The comfort zone can be anything that makes you so comfortable that you don’t want to leave it even briefly: your job, your computer, your circle of friends, your home, your routine, your fixed beliefs. It’s a tempting place to hang out, even when it’s not very rewarding; I admit to spending the occasional weekend in a cocoon, drinking coffee and watching drivel on TV (so easy, so undemanding). But then I decide to take riding lessons so I can do a horse trek in Mongolia, or hire a personal trainer so I can climb Kilimanjaro, or sign up for a week of driving a dog team in the Yukon wilderness, or, on a different plane, start a blog or find someone whose views are opposite to mine so we can debate. These aren’t youthful follies, just the latest ventures in a lifetime of stepping out of my comfort zone.
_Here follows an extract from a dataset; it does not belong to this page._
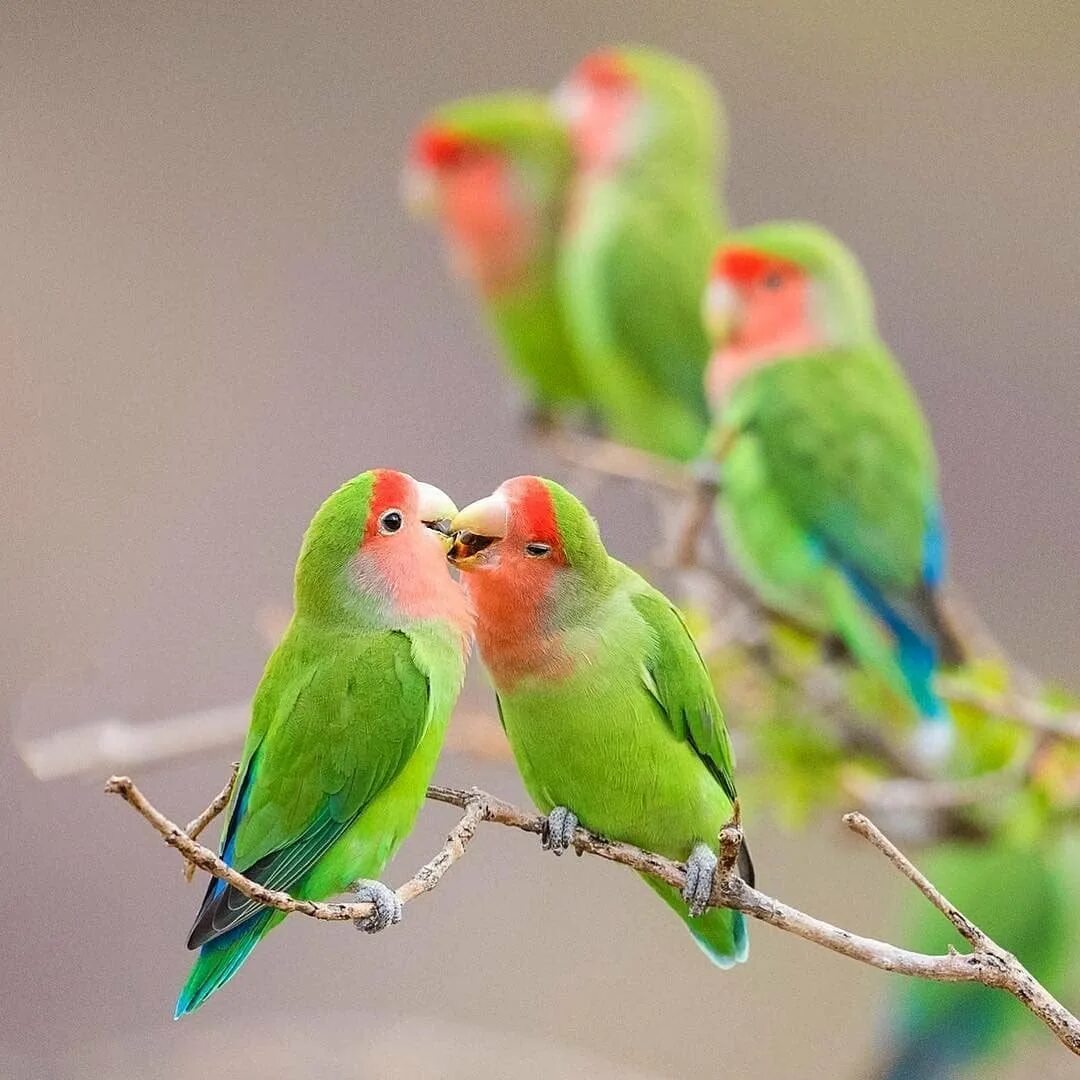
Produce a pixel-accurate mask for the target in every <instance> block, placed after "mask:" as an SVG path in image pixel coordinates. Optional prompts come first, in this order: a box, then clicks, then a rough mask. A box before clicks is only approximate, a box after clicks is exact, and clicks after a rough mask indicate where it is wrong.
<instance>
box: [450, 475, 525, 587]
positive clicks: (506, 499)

There are people to whom I would like to give a push. I’m not suggesting that they go ride a camel in the Gobi desert, but I hope they can be persuaded to try something that scares them just a little, that makes them feel uncomfortable, so they can understand how much we grow from risk. Herewith my list:
People who ask me, “Aren’t you afraid to do (insert just about any trip or activity I undertake)?” Yes, I’m afraid of bears, falling off my horse, breaking my neck skiing, getting lost in the wilderness. If I weren’t, I would be crazy to embark on most of my adventures. Fear keeps me safe, it doesn’t keep me at home.
People who find the digital, virtual world so real they can’t be bothered to learn about the planet on which they live. If we lose our attachment to nature, which is far more powerful than our best technology, how are we going to deal with the challenges that face us?
People who don’t have a passion; when the children are grown and gone, when you have retired, outlived your friends and /or spouse, will you spend your days watching TV, too bored, scared or bewildered to venture into new territory?
People who never tempt fate, never risk failure. You either grow by seeking new experiences or you grow old. I know too many people like that.
People who cannot be happy alone. I once met a woman who had been solo backpacking for two days. She said she couldn’t stand her own company any longer. If she has nothing to offer to herself, what can she offer to others? But kudos to her for at least trying something new.
If I have a mission (beyond trying to cram as much adventure as possible into the next few years), it is to inspire others to take that first step to a world beyond their borders, to grasp the joy of living boldly. It took me a while to learn that lesson, but at 75 I am in many ways younger than I was at 25.